Xibalbá tenía dos gobernadores, Hun-Camé y Vucub-Camé, los dioses de la enfermedad y de la muerte, respectivamente. Eran los jueces incuestionables y se encargaban de asignar a los demás sus funciones. Por otro lado, se encontraban Chuchumaquic y Xiquiripat, quienes causaban a los seres humanos una de las tantas torturas: derrames de sangre.
Pero la lista de los padecimientos continúa; Ahalpuh y Ahalcaná se encargaban de causar en las personas una terrible hinchazón y de que sus piernas sufrieran una horrible supuración, además de teñirles la cara de amarillo, para completar el castigo que se denominaba chuganal.

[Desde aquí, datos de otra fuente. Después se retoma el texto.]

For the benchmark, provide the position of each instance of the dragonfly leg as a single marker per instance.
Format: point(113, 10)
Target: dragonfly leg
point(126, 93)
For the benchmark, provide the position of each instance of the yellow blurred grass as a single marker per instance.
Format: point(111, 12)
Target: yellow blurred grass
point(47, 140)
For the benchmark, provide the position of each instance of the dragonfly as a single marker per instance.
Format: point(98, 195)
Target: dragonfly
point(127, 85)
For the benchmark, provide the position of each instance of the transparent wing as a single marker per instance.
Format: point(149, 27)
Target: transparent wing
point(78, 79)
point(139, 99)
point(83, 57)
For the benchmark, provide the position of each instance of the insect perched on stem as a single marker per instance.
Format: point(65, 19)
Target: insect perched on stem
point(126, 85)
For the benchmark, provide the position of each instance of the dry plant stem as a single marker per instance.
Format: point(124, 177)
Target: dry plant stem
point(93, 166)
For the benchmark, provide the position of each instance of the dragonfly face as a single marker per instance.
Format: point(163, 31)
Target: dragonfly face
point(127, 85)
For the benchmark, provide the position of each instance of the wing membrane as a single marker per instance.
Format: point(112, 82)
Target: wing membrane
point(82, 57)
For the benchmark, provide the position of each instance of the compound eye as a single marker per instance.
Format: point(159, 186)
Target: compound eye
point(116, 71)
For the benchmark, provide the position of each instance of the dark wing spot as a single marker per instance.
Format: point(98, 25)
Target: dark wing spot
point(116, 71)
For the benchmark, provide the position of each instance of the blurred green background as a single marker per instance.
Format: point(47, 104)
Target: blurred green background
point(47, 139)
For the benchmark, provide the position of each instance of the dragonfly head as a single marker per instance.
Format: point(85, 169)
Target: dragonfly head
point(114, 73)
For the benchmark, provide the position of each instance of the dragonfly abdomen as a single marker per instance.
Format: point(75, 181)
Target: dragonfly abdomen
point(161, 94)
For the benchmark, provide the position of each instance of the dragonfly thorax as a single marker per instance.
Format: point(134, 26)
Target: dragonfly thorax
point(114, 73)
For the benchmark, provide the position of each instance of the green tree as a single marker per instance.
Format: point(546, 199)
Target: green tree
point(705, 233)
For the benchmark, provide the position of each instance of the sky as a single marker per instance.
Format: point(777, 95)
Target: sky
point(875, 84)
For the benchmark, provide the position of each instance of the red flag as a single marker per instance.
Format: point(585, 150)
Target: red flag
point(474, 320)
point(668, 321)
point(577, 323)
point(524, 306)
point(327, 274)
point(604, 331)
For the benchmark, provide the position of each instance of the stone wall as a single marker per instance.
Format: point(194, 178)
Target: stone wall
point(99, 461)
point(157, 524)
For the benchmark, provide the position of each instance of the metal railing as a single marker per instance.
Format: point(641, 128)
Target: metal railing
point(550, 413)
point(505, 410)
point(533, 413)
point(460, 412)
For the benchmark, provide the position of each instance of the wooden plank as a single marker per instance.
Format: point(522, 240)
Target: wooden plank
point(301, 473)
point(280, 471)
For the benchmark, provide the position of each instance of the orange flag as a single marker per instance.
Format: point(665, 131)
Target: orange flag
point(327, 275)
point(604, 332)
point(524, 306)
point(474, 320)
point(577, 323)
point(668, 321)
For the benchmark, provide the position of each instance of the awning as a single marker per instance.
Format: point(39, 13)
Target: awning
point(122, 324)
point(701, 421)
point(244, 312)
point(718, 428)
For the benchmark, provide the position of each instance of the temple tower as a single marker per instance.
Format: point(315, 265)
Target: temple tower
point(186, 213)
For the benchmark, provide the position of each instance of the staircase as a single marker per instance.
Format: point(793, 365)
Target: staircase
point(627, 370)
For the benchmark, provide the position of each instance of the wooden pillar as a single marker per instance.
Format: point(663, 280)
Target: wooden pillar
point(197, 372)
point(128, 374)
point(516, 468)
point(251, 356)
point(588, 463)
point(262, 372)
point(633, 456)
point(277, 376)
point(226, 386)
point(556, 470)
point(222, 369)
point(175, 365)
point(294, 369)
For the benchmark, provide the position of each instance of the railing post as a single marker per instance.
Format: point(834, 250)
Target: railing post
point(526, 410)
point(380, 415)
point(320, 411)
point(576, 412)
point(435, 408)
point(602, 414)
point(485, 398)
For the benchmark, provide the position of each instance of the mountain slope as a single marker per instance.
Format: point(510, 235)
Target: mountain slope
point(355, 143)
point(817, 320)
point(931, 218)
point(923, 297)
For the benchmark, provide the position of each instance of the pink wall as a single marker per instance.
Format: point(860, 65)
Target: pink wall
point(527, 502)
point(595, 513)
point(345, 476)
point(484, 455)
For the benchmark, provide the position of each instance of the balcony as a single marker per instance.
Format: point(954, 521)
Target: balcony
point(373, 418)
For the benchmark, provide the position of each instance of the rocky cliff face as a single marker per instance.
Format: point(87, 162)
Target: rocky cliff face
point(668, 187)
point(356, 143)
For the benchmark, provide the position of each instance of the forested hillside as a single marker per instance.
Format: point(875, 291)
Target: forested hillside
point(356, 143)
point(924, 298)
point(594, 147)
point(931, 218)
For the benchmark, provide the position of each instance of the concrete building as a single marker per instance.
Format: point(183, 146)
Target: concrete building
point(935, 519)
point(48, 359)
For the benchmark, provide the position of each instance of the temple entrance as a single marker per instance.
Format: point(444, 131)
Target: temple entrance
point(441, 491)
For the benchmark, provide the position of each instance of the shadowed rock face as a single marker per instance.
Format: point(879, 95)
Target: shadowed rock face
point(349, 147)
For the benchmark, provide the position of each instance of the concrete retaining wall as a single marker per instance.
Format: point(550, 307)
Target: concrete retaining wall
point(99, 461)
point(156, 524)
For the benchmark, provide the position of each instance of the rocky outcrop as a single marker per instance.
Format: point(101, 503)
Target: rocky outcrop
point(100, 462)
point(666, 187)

Con una vara de hueso como símbolo de poder, Chamiabac y Chamiaholom ocupaban el puesto de alguaciles del inframundo y hacían que los seres humanos perdieran peso hasta que se deshiciera su carne. Para aquellas personas que intentaran regresar a sus hogares, Ahalmez y Ahaltocob tenían la tarea de causarles todo tipo de desgracias. Finalmente, Patán y Xic habían recibido el cargo de dar muerte a aquellos que anduvieran por los caminos, y lo conseguían estrujándoles el pecho y la garganta, causando desagradables charcos de sangre que era expulsada por sus bocas.
El reinado de estos malvados señores se terminó cuando aparecieron los dioses gemelos Huhahpú e Ixbalanqué: este último decapitó a su hermano y luego lo devolvió a la vida, algo que divirtió mucho a los doce despiadados. Tanto fue así que le pidieron que hiciese lo mismo con ellos. Ixbalanqué accedió, aunque no cumplió la última parte del trato, por lo cual les dio muerte de una vez y para siempre. De esta manera, los seres humanos no tuvieron que continuar soportando las terribles torturas a las que Patán y sus once compañeros los habían sometido durante tanto tiempo.